The energy is amazingly calm at the same time respectful. There are no eager beavers walking around trying to cabeceo just about everyone. People sitting with contented air; looking like they might just dance, given the right song with the right partner.
The dancefloor, made of marble, while not the best, is quite danceable. The lighting is not too bright, nor too dim, it is just nice with a very healthy and community feel.
Dancers: Very good level of dancing. I went there with Norhayah and Melissa on my last friday night in Buenos Aires. We were the only non-locals that night. The girls were invited by the men every single tanda, and they enjoyed all of them. Some of the ladies I danced with, while they might not look technically perfect from the outside, were simply amazing to dance with, feeling so smooth and musical.

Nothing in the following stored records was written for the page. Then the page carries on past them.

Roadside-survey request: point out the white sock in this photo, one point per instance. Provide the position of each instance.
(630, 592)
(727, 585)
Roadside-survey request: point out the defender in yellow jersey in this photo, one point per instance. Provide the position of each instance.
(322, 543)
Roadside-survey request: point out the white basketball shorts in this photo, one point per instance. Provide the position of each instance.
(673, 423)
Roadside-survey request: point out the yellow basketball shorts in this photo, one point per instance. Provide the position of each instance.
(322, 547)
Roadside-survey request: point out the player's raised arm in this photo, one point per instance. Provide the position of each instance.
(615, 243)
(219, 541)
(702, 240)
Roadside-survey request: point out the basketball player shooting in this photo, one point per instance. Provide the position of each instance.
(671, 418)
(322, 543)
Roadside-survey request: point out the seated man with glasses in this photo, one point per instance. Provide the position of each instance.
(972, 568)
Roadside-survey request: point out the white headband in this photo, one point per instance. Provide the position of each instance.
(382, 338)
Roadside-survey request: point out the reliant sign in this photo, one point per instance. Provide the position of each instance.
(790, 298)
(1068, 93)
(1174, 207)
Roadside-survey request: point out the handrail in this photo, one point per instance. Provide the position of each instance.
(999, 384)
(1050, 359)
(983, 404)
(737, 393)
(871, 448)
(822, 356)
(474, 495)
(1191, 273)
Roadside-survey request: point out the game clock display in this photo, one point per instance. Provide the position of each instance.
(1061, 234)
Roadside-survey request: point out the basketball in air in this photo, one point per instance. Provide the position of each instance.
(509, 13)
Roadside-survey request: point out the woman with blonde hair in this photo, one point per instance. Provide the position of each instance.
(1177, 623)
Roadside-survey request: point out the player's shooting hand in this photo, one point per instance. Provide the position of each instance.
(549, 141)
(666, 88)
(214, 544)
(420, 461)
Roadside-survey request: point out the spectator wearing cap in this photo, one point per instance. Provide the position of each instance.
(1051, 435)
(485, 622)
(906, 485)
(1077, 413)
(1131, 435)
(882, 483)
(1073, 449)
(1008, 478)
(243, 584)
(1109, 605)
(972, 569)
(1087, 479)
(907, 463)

I had my best dance in Buenos Aires with a particular young milonguera. She is 17 and started dancing since she was 12, she told me her only teachers were her dad and the milonga dancefloor. She danced with so much feelings and communications, I felt the power of body conversation during a dance when I am dancing with her. We might be looking at the next Geraldine Rojas here!
No famous milongueros or teachers, except for the milonga organizer Celia herself, who is a warm lady, full of zest, and she looks like she is ready to kick the butt of any badly behanving dancer.

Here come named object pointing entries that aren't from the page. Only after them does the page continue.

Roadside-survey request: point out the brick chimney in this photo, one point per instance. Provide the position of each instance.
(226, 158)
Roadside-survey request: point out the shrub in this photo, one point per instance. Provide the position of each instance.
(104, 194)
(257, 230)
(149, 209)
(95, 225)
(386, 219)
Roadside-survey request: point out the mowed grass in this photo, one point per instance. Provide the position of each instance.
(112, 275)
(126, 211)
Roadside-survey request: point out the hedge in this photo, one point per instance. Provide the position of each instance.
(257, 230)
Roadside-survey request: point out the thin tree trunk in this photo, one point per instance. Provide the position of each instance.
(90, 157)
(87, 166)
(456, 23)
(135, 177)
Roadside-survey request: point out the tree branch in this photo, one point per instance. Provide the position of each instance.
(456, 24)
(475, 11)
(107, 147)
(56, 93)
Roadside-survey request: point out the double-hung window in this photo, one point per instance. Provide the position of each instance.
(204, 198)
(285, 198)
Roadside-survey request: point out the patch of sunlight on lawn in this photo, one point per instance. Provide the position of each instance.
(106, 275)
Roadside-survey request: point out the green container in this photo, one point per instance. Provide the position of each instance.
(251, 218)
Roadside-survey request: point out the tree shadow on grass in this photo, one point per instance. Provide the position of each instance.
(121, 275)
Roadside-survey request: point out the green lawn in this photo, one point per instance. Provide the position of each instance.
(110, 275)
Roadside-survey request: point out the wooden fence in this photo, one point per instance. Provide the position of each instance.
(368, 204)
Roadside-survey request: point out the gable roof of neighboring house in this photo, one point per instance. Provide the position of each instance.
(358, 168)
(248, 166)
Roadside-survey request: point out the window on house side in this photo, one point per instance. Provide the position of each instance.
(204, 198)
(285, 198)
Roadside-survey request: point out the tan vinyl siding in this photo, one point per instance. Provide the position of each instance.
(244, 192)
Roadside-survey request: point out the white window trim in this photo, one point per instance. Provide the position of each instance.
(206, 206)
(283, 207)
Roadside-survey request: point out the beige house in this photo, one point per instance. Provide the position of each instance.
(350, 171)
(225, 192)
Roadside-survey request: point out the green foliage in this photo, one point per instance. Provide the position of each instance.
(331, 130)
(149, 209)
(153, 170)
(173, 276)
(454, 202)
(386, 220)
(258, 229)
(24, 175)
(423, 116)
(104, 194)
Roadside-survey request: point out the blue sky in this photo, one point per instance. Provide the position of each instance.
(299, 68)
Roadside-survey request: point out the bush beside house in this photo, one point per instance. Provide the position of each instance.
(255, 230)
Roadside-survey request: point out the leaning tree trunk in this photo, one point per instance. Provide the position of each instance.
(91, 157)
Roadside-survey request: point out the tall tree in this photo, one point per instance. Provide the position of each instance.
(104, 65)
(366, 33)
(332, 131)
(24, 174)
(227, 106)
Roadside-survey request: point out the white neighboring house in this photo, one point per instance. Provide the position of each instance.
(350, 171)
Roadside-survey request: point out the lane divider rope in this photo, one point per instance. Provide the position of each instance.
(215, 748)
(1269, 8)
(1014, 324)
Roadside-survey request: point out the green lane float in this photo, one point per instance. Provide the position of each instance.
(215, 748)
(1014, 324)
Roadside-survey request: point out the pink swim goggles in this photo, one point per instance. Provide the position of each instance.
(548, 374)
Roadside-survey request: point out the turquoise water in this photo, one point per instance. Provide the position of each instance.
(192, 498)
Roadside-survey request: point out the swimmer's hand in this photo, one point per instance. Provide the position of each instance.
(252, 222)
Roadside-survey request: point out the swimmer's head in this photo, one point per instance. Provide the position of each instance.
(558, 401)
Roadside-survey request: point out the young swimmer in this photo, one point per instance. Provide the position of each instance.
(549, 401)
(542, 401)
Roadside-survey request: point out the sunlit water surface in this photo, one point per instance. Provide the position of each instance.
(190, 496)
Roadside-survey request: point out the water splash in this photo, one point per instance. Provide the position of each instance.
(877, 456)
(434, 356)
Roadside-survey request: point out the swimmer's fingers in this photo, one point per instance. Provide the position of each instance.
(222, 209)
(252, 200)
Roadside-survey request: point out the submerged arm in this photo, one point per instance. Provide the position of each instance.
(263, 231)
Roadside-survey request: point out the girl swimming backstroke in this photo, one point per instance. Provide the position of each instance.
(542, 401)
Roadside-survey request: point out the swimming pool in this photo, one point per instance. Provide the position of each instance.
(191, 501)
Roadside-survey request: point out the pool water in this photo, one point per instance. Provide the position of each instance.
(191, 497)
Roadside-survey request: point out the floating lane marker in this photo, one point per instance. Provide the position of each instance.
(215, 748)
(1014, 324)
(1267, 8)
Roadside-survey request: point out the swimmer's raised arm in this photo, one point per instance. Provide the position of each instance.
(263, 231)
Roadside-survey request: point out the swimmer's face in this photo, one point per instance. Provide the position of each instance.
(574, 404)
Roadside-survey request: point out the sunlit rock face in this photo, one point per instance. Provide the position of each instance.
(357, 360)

The other one I can recognize is the milonguero they call 'El Chino'... no not me.
Floorcraft: Whether is it the vigilance of Celia or the fact that they only dancers here are pure old milongueros, the dancefloor always feel well ordered and spacious. Down here not only you would not get bumped, you also feel that you have sufficient space to express the music with more complicated figures.

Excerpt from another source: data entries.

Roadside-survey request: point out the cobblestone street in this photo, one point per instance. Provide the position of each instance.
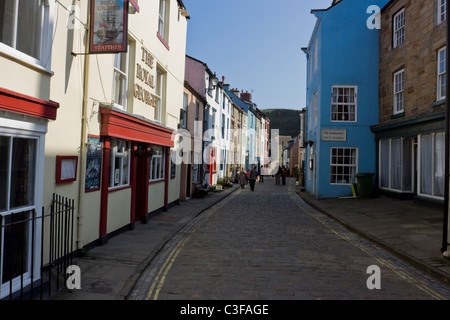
(270, 245)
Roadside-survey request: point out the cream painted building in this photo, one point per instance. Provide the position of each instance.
(96, 128)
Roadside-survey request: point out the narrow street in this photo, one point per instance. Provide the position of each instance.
(270, 245)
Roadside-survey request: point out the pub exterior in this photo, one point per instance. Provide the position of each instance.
(89, 111)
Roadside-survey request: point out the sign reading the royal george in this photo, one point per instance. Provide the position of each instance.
(334, 135)
(144, 88)
(108, 26)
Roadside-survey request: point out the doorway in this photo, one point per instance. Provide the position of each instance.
(142, 164)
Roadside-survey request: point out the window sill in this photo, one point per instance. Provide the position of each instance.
(23, 59)
(398, 115)
(113, 189)
(439, 103)
(163, 41)
(156, 181)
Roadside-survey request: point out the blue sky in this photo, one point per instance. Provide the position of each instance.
(256, 45)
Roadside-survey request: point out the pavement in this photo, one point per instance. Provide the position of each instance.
(408, 229)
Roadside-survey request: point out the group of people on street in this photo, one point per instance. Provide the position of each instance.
(250, 177)
(281, 174)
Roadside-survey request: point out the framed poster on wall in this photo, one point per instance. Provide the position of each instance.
(93, 163)
(108, 26)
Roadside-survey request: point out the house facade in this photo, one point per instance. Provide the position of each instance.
(27, 108)
(410, 135)
(342, 97)
(191, 124)
(96, 127)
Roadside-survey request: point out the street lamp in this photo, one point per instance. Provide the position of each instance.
(445, 241)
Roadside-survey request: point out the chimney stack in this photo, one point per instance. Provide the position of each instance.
(235, 91)
(247, 97)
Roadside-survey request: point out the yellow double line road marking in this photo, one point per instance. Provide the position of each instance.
(382, 261)
(160, 279)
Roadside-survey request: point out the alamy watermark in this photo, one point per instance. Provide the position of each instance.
(374, 21)
(374, 280)
(73, 281)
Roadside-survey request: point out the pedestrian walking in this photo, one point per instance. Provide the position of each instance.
(243, 178)
(261, 177)
(278, 175)
(252, 177)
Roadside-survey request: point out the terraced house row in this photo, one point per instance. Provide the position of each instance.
(93, 95)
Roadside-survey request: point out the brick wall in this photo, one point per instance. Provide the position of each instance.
(417, 55)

Music: Best music in all the milongas by the famous and well loved DJ Dany! He plays Mi Romance by Tanturi, my favourite vals!
He also plays an occassional Rock, Swing or Cumbia. It is a hoot to see the argentines boogie away! There is one particular old couple which I enjoy watching always; The lady, swinging pasionately, strutting her stuff, while her husband just calmly vibrates on the spot!
What I Like Least: Dancing in front of the old milongueros and have them looking at me, made me quite nervous. I was afraid to make a wrong step and get labelled by them as a bad dancer.
Memories: My very first milonga in Buenos Aires in August 2006. My very first dance with a lady called Maria; she cabeceo-ed me! And later on she asked me to look up more and not be so shy. Ahh... how time flies.
Other Nice Places: Afternoons at Viejo Correo, Av. Diaz Velez 4820 or Nino Bien. At night, the hip and trendy Salon Canning.